Is Seeing Believing? Evaluating Human Sensitivity to Synthetic Video

Authors: David Wegmann, Emil Stevnsborg, Søren Knudsen, Luca Rossi, Aske Mottelson

Published: 2026-03-14 09:00:52+00:00

AI Summary

This paper investigates human responses to visual and auditory distortions in videos, including deepfake-generated visuals and narration, to understand how individuals perceive synthetic media. Through three between-subjects experiments, the study examines whether these audio-visual distortions affect cognitive processing, such as subjective credibility assessment and objective learning outcomes. The research demonstrates that video distortions and deepfake artifacts can reduce credibility, highlighting the need for further theory development concerning deepfake exposure.

Abstract

Advances in machine learning have enabled the creation of realistic synthetic videos known as deepfakes. As deepfakes proliferate, concerns about rapid spread of disinformation and manipulation of public perception are mounting. Despite the alarming implications, our understanding of how individuals perceive synthetic media remains limited, obstructing the development of effective mitigation strategies. This paper aims to narrow this gap by investigating human responses to visual and auditory distortions of videos and deepfake-generated visuals and narration. In two between-subjects experiments, we study whether audio-visual distortions affect cognitive processing, such as subjective credibility assessment and objective learning outcomes. A third study reveals that artifacts from deepfakes influence credibility. The three studies show that video distortions and deepfake artifacts can reduce credibility. Our research contributes to the ongoing exploration of the cognitive processes involved in the evaluation and perception of synthetic videos, and underscores the need for further theory development concerning deepfake exposure.


Key findings
Visual distortions and deepfake artifacts, particularly when both visuals and narration were synthetic, reliably lowered message credibility and perceived source vividness.
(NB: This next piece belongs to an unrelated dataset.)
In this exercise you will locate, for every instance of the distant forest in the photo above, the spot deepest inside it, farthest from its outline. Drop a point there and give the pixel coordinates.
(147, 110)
Despite these negative impacts on credibility, the manipulations did not significantly affect objective learning outcomes from the video. The study also found a consistent negative association between a participant's belief that a video was digitally altered and its perceived credibility, regardless of the actual presence of alterations.
Approach
The researchers conducted three preregistered online between-subjects experiments using a custom-produced educational video. Participants were exposed to versions of the video with visual distortions (e.g., ghosting filter), auditory distortions (e.g., echo), audio-visual asynchrony, or deepfake-generated faces and/or narration. They then completed self-report measures on message credibility, processing fluency, source vividness, and knowledge tests to assess learning outcomes.
Datasets
A custom-produced 447-second educational video on virology topics. For deepfake generation, the Latent Image Animator with "vox-pt" weights was used for synthetic video, and a fine-tuned So-Vits-Svc-fork model (trained on Harvard sentences) was used for synthetic narration.
Model(s)
UNKNOWN
Author countries
Denmark